Steady State and Transient Analysis of Ground Vehicle Handling

This paper presents simple linear and non-linear dynamic models and numerical procedures designed to permit efficient vehicle dynamics analysis on microcomputers. Vehicle dynamics are dominated by tire forces and their precursor input variables, and a few inertial and suspension properties. The steady state and dynamic models discussed herein include a comprehensive, unlimited maneuver tire model with relatively simple vehicle suspension kinematics and inertial dynamics to cover the full vehicle maneuvering range from straight running to combined limit cornering and braking or acceleration. An attempt was made to minimize the required tire and vehicle model parameter set and to include easily obtainable parameters. The computer analysis procedures include: A steady state model for determining perturbation side force coefficients, and a stability factor and maneuvering time constant for lateral/directional control.
Technical Paper

Driver Car Following Behavior Under Test Track and Open Road Driving Condition

This paper describes the results of an experiment concerning driver behavior in car following tasks.

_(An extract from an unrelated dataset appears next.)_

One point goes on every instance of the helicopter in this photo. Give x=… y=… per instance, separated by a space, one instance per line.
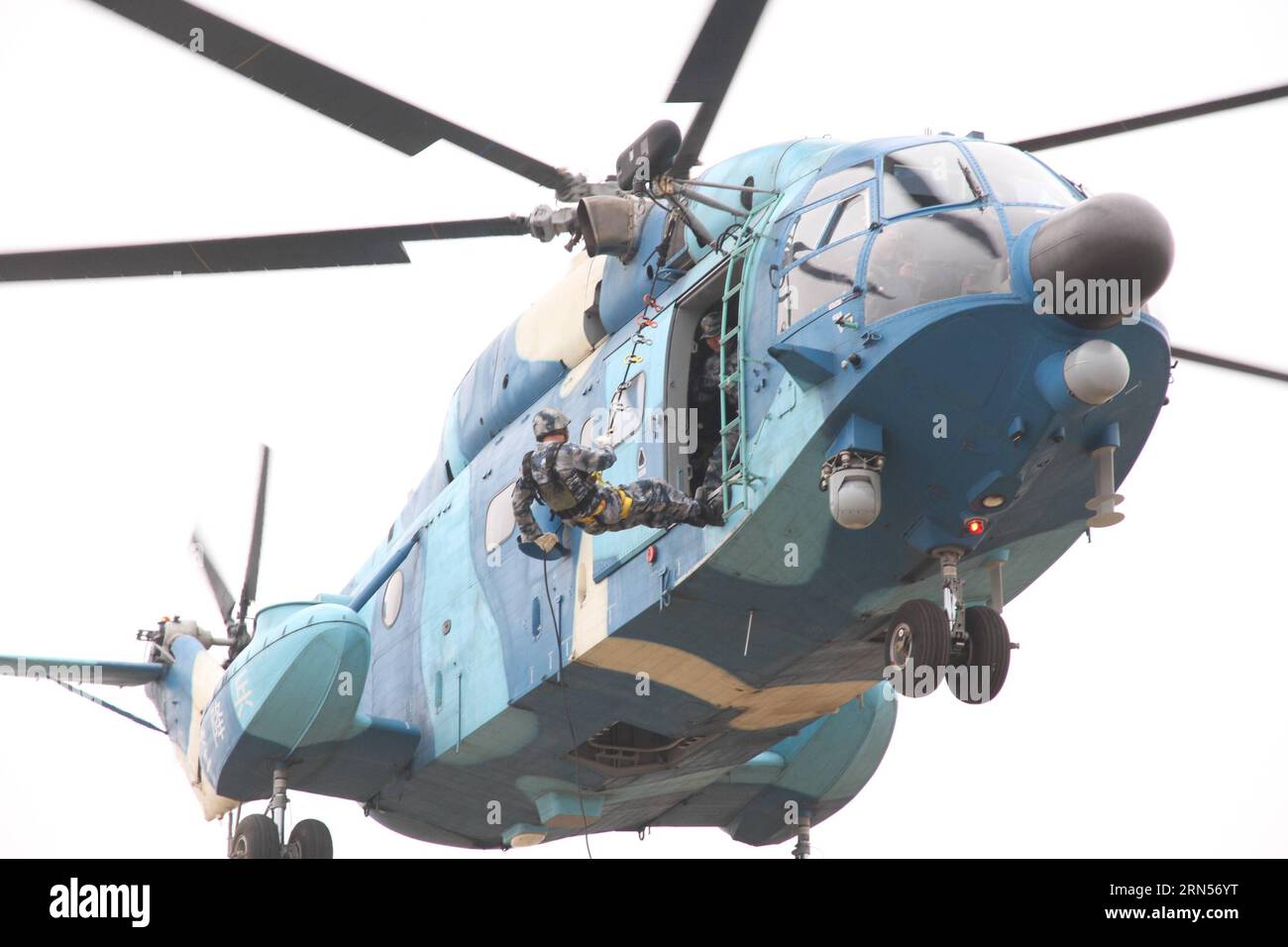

The motivation for this experiment was a desire to understand typical driver car following behavior as a guide for setting the automatic control characteristics of an ACC (Adaptive Cruise Control) system. Testing was conducted under both test track and open road driving conditions. The results indicate that car following is carried out under much lower bandwidth conditions than typical steering processes. Dynamic analysis shows driver time delay in response to lead vehicle velocity change on the order of several seconds. Typical longitudinal acceleration distributions show standard deviations of less than 0.05 g (acceleration due to gravity).